A group of more than 430 Alberta physicians and three major health-care unions will send a letter to Premier Jason Kenney today endorsing the idea of a “circuit-breaker” lockdown as cases of COVID-19 continue to surge in the province.
“There is no more time. We have to act now,” said Dr. Tehseen Ladha, who co-authored the letter. “We need something strong and mandatory in order to bend the curve.”
The letter will arrive the same day Alberta’s government is expected to introduce further restrictions.
Though restrictions were not final as of Wednesday, officials said the measures were expected to be in line with the premier’s messaging over the past few weeks, involving modest and targeted measures — moves that officials emphasized do not constitute a lockdown.
Thursday’s letter also comes on the heels of a separate letter signed by more than 70 physicians earlier this week, which warned that the province’s acute-care system could be overburdened if strict restrictions weren’t implemented.
Doctors warn of health system crisis
In the letter, the signatories say they feel it is their duty to warn of the “impending health system crisis” resulting from the spread of COVID-19 in Alberta.
“We have reached a juncture where only strong and decisive mandatory measures can prevent our hospitals from becoming overwhelmed,” the letter reads.
Those measures, which the letter says should be time-limited, include:
- Directives to work from home for those who are able.
- The limiting of contacts to those within the household or a support bubble.
- Restrictions on group recreation and sports activities.
- The suspension of group indoor activities, including indoor dining, bars, casinos, religious services and theatres.
Schools should be kept open for in-person learning, the letter says, “due to their vital importance.”
The letter goes on to cite Alberta’s rise in cases, high levels of test positivity and intensive care unit (ICU) admissions.
On Wednesday, Alberta reported there are 217 COVID-related patients in hospital — more than double the number a month ago — with a record-setting 46 of them in intensive care.
“Even if transmissions drop today, hospitalizations, ICU admissions and deaths will continue to rise for weeks as current infections progress,” the letter reads.
In the view of the doctors, a circuit-breaker lockdown would consist of strict, time-limited measures that would help prevent a complete lockdown should the health system become overwhelmed.
“The time for incremental measures has passed, and voluntary measures, requested October 9, have not blunted the rise in cases,” the letter reads. “Our testing system is strained, and contact tracing [capabilities] have collapsed.
“We see no other way to break chains of transmission and decrease cases, than to implement a ‘circuit breaker’ of short, strict measures.”
WATCH | As cases surge, provinces are implementing short, sharp circuit-breaker lockdowns:
Last week, Kenney asked Albertans to stop hosting parties and social gatherings in their homes but did not impose mandatory restrictions.
“We’re not going to be sending out police to monitor this,” Kenney said. “As much as what we’ve done, this is appealing to people to exercise personal and collective responsibility, so that we can avoid having to use more stringent measures.”
On Wednesday, officials told CBC News that new measures set to be announced on Thursday by Dr. Deena Hinshaw, the province’s chief medical officer of health, could include capacity limits on worship services and fitness classes.
Businesses could also see reduced capacity or operating hours, but one official said no business closures are expected to be announced.
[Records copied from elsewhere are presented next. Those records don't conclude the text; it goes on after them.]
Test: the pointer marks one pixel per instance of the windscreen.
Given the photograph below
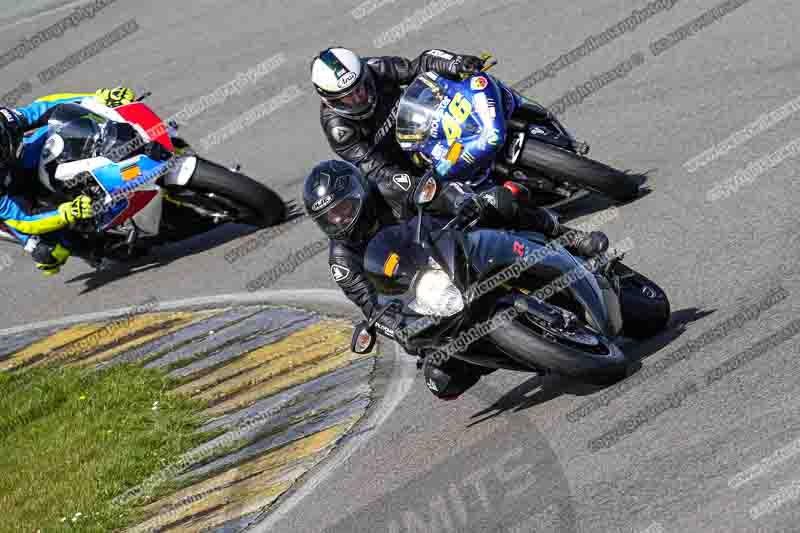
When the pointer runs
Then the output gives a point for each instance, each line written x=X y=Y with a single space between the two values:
x=415 y=114
x=87 y=134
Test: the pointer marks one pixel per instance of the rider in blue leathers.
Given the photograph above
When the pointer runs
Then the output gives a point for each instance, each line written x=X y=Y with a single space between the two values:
x=22 y=136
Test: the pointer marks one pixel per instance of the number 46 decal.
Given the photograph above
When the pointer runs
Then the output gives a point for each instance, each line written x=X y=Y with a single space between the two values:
x=459 y=109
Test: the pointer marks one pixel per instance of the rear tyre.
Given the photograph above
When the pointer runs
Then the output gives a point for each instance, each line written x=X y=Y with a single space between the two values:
x=250 y=201
x=562 y=165
x=607 y=364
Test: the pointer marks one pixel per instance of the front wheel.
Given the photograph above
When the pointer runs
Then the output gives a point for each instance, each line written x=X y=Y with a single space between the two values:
x=644 y=305
x=562 y=165
x=226 y=195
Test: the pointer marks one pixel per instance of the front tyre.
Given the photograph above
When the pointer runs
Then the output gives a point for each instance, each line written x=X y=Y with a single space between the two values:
x=242 y=198
x=562 y=165
x=644 y=305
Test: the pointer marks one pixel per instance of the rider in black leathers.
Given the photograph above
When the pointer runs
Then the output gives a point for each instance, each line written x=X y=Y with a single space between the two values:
x=350 y=209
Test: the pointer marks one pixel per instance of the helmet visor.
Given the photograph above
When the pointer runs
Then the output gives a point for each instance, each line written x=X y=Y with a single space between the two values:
x=359 y=100
x=341 y=216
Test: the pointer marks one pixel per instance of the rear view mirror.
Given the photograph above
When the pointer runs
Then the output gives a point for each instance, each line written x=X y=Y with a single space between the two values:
x=363 y=339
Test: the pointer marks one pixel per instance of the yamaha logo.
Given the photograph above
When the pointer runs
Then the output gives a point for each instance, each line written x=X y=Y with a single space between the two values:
x=322 y=202
x=346 y=80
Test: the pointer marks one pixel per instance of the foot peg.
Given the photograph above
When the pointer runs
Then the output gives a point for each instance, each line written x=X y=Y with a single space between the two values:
x=537 y=183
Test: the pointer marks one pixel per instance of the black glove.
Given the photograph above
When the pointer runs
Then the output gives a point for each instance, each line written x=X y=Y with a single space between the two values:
x=592 y=244
x=470 y=209
x=465 y=66
x=550 y=225
x=11 y=133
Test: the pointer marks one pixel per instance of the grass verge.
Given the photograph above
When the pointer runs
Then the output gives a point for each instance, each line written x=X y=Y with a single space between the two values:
x=71 y=440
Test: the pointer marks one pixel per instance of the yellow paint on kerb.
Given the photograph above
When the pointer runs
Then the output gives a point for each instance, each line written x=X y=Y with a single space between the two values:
x=302 y=347
x=245 y=488
x=283 y=382
x=49 y=345
x=131 y=333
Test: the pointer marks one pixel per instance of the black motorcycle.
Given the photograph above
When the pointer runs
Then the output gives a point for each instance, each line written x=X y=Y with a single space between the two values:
x=508 y=300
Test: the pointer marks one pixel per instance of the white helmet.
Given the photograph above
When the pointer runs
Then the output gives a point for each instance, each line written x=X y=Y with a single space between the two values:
x=344 y=83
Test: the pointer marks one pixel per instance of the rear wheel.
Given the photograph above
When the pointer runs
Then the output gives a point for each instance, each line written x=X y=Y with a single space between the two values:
x=224 y=195
x=602 y=363
x=564 y=166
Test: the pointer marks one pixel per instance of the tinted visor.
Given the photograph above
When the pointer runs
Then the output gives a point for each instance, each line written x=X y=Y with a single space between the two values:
x=341 y=216
x=358 y=100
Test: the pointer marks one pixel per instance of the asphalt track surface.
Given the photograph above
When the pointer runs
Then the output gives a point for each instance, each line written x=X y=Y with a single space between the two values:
x=506 y=457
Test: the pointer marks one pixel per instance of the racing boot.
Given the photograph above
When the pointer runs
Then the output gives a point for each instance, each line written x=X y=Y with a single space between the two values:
x=451 y=379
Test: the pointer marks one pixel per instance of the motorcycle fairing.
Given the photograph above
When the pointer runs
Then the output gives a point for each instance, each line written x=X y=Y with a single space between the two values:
x=553 y=263
x=151 y=126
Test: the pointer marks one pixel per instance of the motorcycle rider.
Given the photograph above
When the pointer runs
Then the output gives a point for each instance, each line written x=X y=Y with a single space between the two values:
x=360 y=98
x=22 y=136
x=350 y=210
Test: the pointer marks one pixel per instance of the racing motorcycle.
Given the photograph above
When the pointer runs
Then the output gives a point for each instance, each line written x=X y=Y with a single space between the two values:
x=149 y=187
x=464 y=128
x=452 y=281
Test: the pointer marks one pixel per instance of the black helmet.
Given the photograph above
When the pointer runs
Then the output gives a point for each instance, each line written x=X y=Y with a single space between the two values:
x=337 y=197
x=10 y=137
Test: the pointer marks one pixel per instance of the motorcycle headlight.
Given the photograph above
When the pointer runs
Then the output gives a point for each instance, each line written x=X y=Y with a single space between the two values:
x=435 y=295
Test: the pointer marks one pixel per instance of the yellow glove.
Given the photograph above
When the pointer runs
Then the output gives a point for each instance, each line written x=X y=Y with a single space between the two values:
x=115 y=97
x=59 y=256
x=81 y=208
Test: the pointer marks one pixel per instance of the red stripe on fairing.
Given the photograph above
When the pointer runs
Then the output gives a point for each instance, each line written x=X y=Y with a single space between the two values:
x=139 y=113
x=136 y=202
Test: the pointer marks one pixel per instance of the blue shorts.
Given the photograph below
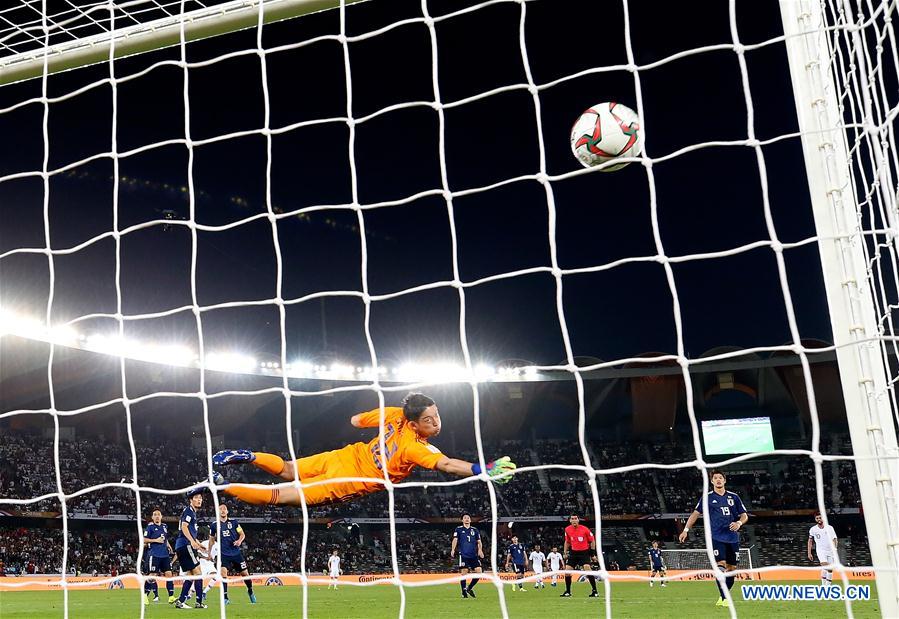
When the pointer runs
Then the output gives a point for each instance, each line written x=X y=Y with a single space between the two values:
x=159 y=565
x=234 y=562
x=187 y=558
x=469 y=563
x=729 y=552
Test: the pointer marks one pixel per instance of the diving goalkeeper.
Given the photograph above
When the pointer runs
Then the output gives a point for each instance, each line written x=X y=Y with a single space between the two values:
x=406 y=434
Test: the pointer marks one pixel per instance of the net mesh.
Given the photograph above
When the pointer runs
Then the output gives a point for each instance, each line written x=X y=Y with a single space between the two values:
x=864 y=61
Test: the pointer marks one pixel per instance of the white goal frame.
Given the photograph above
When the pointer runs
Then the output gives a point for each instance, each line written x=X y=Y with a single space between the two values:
x=856 y=332
x=157 y=34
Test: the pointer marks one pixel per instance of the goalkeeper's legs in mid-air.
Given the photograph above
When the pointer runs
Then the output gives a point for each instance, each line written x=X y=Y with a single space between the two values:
x=358 y=469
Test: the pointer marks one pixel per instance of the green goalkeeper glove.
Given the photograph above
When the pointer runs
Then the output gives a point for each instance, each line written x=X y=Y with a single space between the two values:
x=495 y=468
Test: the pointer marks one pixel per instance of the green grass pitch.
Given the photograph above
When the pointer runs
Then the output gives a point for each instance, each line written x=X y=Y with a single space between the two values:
x=679 y=599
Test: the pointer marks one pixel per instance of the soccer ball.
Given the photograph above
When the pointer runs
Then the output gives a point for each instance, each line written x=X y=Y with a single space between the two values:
x=604 y=132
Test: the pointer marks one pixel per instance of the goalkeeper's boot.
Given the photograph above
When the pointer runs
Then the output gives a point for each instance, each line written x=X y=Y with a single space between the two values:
x=233 y=456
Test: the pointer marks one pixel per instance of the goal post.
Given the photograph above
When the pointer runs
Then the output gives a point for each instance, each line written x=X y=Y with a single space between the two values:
x=210 y=21
x=841 y=242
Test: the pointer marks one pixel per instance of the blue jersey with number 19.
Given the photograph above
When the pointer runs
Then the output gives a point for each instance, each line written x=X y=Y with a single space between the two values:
x=468 y=541
x=723 y=510
x=188 y=517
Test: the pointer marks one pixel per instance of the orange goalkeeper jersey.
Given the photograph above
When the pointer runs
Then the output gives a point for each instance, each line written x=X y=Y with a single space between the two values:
x=404 y=451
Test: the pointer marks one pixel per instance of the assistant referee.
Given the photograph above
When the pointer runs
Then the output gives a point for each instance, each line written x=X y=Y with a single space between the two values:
x=579 y=551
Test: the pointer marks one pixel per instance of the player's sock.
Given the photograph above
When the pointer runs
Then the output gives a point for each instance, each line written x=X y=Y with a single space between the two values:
x=718 y=583
x=254 y=496
x=270 y=463
x=185 y=589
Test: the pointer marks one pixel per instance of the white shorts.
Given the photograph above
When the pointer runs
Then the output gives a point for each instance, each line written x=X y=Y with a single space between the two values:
x=207 y=567
x=825 y=556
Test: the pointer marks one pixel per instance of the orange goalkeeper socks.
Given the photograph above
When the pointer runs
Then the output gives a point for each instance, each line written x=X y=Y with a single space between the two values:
x=254 y=496
x=270 y=463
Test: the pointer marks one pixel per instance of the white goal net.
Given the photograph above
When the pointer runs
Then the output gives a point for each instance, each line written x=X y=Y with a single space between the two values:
x=390 y=185
x=697 y=560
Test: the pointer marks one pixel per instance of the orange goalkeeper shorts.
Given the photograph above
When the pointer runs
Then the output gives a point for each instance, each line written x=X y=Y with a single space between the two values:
x=332 y=465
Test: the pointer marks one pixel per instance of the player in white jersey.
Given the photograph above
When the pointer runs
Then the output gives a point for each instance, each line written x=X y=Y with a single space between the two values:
x=334 y=569
x=555 y=563
x=207 y=556
x=537 y=558
x=825 y=539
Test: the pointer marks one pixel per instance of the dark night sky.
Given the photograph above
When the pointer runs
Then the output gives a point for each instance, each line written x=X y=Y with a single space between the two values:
x=709 y=200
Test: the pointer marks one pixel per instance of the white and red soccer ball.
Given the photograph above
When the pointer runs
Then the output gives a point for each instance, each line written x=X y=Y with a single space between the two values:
x=605 y=132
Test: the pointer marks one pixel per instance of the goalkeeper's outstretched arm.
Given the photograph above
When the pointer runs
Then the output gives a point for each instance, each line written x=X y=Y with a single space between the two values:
x=497 y=470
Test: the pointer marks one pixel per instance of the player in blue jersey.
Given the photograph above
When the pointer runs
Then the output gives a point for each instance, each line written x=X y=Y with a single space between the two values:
x=232 y=558
x=156 y=536
x=656 y=564
x=516 y=555
x=468 y=541
x=188 y=546
x=727 y=515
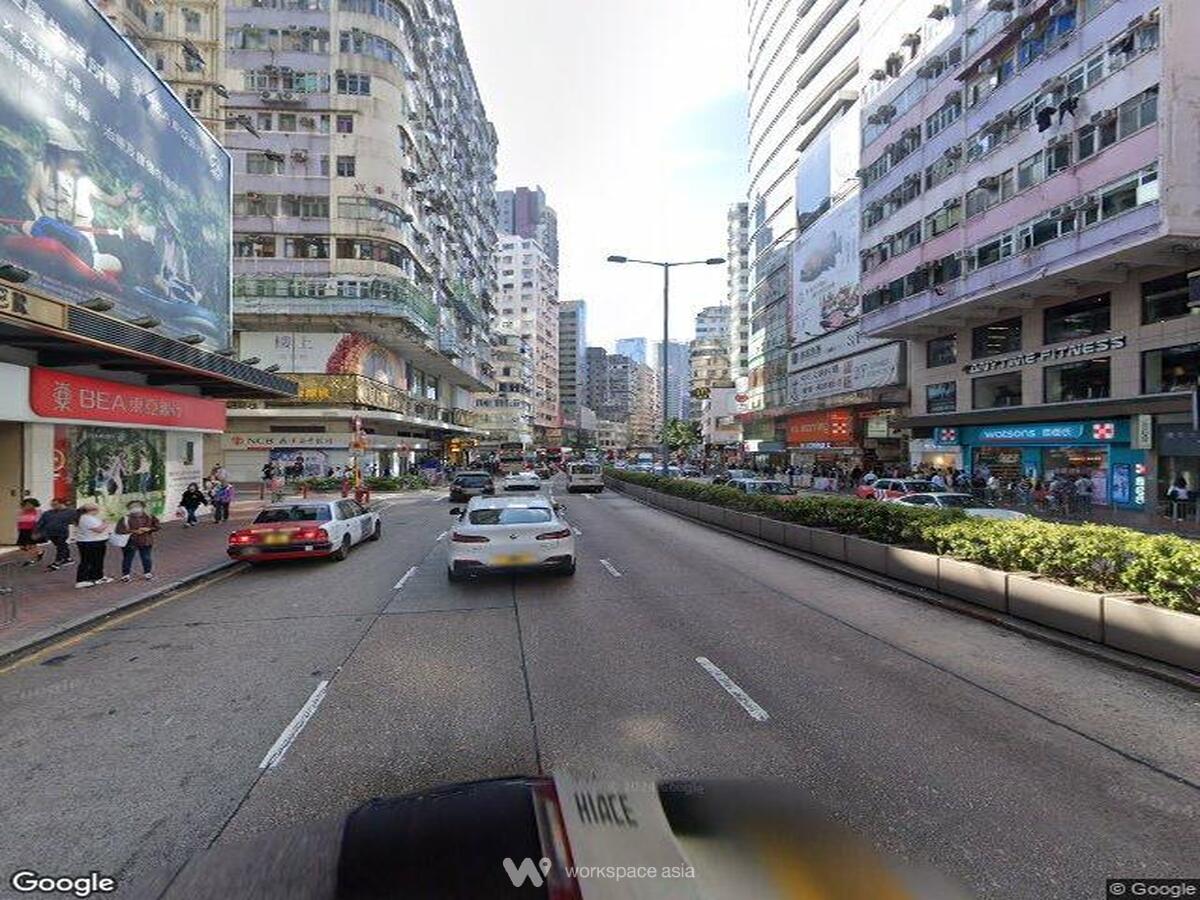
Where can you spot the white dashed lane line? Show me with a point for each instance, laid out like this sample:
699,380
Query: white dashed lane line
756,712
288,736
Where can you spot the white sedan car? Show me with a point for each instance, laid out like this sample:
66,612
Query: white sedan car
509,533
526,480
970,504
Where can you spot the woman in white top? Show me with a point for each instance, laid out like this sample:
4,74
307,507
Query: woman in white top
91,537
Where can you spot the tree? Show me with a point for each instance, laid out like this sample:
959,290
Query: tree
682,435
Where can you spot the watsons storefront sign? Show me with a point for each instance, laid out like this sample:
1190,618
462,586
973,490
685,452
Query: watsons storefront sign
1050,354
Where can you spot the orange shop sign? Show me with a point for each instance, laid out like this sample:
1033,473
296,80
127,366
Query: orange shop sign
829,426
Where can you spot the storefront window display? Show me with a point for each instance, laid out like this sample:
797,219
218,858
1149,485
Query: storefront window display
1075,461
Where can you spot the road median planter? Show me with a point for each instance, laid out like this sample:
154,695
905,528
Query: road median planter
1071,610
742,522
772,529
869,555
973,582
798,537
828,544
1152,631
913,567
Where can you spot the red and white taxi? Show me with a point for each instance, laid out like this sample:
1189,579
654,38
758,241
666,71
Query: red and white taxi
305,528
888,489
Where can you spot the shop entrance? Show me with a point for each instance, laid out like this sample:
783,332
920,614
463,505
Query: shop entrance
1003,462
12,474
1079,461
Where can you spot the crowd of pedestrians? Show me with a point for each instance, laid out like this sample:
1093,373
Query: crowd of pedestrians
133,533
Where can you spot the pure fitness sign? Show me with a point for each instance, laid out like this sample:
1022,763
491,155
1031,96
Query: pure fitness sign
1050,354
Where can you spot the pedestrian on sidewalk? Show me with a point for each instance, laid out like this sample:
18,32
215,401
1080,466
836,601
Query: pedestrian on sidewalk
27,531
91,538
192,499
139,526
55,527
222,496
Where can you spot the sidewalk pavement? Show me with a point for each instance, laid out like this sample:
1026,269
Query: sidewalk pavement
45,604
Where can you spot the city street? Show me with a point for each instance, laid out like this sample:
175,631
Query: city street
1019,768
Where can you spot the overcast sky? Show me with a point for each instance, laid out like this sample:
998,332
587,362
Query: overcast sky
631,117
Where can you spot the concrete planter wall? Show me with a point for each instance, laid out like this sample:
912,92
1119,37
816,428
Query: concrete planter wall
743,522
973,582
828,544
913,567
798,537
1078,612
1152,631
771,529
869,555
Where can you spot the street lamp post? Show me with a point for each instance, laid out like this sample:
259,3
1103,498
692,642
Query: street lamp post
666,305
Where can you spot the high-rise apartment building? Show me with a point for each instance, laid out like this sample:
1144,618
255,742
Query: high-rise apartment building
573,360
507,414
803,78
184,42
713,324
648,352
523,211
1030,222
737,286
364,227
528,306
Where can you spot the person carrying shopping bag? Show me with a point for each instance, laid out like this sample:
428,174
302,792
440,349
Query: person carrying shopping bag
91,537
137,528
222,496
27,532
55,527
192,499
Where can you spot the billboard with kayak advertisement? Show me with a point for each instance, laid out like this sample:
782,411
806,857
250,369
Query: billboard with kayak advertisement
108,186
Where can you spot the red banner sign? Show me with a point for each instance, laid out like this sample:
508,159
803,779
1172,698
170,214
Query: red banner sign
61,395
832,426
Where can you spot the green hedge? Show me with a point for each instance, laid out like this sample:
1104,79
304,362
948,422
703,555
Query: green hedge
373,483
1092,557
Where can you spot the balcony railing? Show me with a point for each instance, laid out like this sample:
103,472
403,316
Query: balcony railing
361,391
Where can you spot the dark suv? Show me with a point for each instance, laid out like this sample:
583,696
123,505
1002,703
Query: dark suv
471,484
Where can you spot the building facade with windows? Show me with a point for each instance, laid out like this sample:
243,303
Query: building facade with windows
364,226
737,285
184,42
1030,219
529,309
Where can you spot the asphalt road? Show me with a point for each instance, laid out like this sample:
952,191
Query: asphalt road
1018,768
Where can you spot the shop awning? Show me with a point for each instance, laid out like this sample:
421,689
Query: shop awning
1151,403
65,335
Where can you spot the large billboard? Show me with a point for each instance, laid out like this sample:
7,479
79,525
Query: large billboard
108,186
825,274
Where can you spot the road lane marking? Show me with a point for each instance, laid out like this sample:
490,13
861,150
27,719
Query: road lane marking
756,712
281,745
407,575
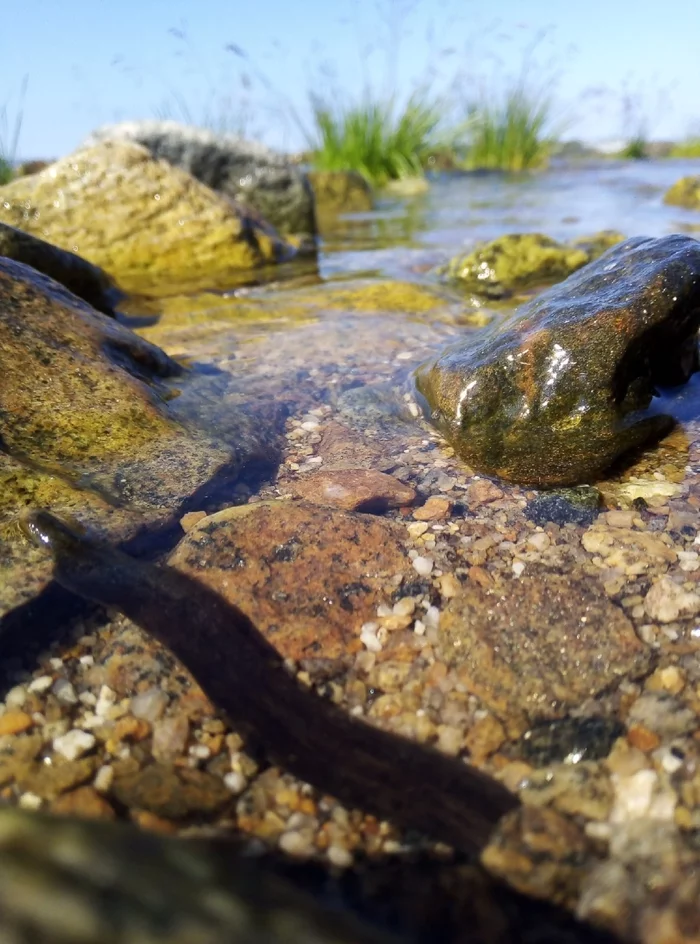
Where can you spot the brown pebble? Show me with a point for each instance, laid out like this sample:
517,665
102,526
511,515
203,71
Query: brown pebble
483,491
170,737
642,738
484,737
85,802
434,509
131,729
363,490
14,722
152,823
188,521
480,576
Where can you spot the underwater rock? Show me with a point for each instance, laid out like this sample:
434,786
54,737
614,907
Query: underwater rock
340,191
512,262
246,171
519,261
76,881
307,575
540,646
143,221
685,192
87,426
579,506
80,277
556,392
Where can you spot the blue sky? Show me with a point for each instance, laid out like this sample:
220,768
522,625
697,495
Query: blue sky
251,65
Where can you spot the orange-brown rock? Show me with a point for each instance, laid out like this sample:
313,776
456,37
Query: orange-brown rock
308,576
354,490
539,645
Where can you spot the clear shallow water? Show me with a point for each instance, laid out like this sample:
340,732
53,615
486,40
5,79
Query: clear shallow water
568,201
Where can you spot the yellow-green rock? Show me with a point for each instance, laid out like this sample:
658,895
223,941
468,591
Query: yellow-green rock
143,221
340,191
514,262
85,280
87,426
685,192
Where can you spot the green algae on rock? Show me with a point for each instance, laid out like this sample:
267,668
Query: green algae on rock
340,191
519,261
513,262
554,394
142,220
85,280
685,192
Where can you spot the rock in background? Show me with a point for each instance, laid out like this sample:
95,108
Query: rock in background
246,171
151,226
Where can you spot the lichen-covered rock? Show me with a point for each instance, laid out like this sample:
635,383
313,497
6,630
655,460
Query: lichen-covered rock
514,262
340,191
685,192
85,280
87,426
559,390
539,646
244,170
146,223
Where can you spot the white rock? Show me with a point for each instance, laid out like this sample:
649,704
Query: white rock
423,566
41,684
341,858
149,705
105,702
104,778
64,692
74,744
666,601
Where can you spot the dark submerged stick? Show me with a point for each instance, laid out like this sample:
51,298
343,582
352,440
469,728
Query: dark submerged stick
392,777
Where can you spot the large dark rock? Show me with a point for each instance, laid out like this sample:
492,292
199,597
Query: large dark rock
244,170
79,276
559,390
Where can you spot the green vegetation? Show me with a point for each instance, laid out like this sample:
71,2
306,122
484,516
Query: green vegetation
688,148
637,148
379,139
9,136
512,132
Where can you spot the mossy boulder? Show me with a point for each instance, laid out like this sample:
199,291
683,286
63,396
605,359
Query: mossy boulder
143,221
85,280
556,392
685,192
89,426
520,261
340,191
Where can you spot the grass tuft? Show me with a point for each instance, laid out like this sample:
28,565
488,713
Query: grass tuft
377,138
9,136
688,148
511,132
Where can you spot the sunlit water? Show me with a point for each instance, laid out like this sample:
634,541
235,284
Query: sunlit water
361,361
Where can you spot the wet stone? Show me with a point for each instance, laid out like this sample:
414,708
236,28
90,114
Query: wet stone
362,490
544,399
159,789
538,645
80,277
569,739
308,576
580,506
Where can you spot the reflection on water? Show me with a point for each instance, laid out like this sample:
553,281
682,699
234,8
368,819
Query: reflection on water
297,343
566,202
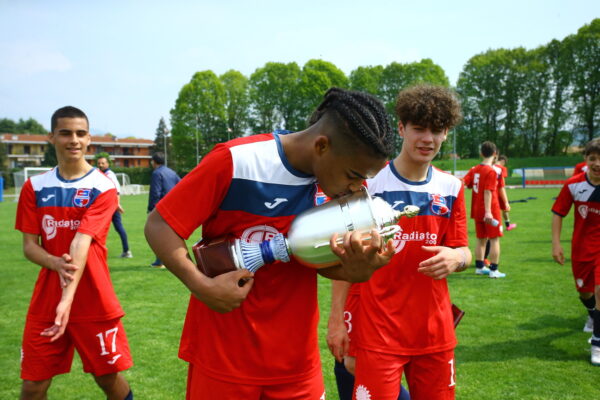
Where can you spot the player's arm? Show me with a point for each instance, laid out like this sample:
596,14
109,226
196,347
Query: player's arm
445,261
221,294
35,253
78,250
337,332
487,204
359,259
557,250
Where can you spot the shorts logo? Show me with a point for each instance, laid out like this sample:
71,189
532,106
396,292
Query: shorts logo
320,198
82,197
438,204
259,233
50,225
362,393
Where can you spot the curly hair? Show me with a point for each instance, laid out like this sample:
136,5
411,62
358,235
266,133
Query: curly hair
430,106
363,116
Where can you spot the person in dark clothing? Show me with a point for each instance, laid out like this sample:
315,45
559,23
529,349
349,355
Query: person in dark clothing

The letter released Thursday indicates it recognizes that suggested restrictions under a circuit-breaker lockdown would also present their own harms, and urges the government to provide support to impacted businesses.
“The evolving evidence suggests that strong, time-limited measures will not only minimize the second wave but could prevent the need for the complete lockdowns that become inevitable when the health system becomes overwhelmed,” the letter reads.
“A failure to control COVID-19 spread means we cannot expect our economy to recover quickly or strongly.”
WATCH | Infectious disease specialist’s growing concern over Alberta hospitalizations:
3 health-care unions endorse letter
Ladha said the letter had also been endorsed by the United Nurses of Alberta, the Health Sciences Association of Alberta and the Alberta Union of Provincial Employees, which together represent more than 100,000 health-care workers.
“We think it’s imperative that action is taken now,” said Heather Smith, president of the United Nurses of Alberta. “We think it would be a responsible thing, for the premier to show leadership.”
Ladha said part of the purpose of the letter is to get the word out to the public.
“The majority of people that actually work in the health-care system that are seeing these numbers, that are seeing the strain that we’re under in the hospitals, know that this is an impending crisis,” she said.
At Monday’s press conference, Hinshaw said the idea of a circuit-breaker lockdown was an interesting one, adding the province would continue to consider all its options.
“We need to look at all options on the table … including what we’re doing now, which is giving Albertans every opportunity to walk along with us, to come alongside and be a part of the solution before we impose restrictions,” she said.
Alberta reported 672 new cases of COVID-19 on Wednesday, and seven more deaths to COVID-19 — the third day in a row the province reported seven new deaths in one day.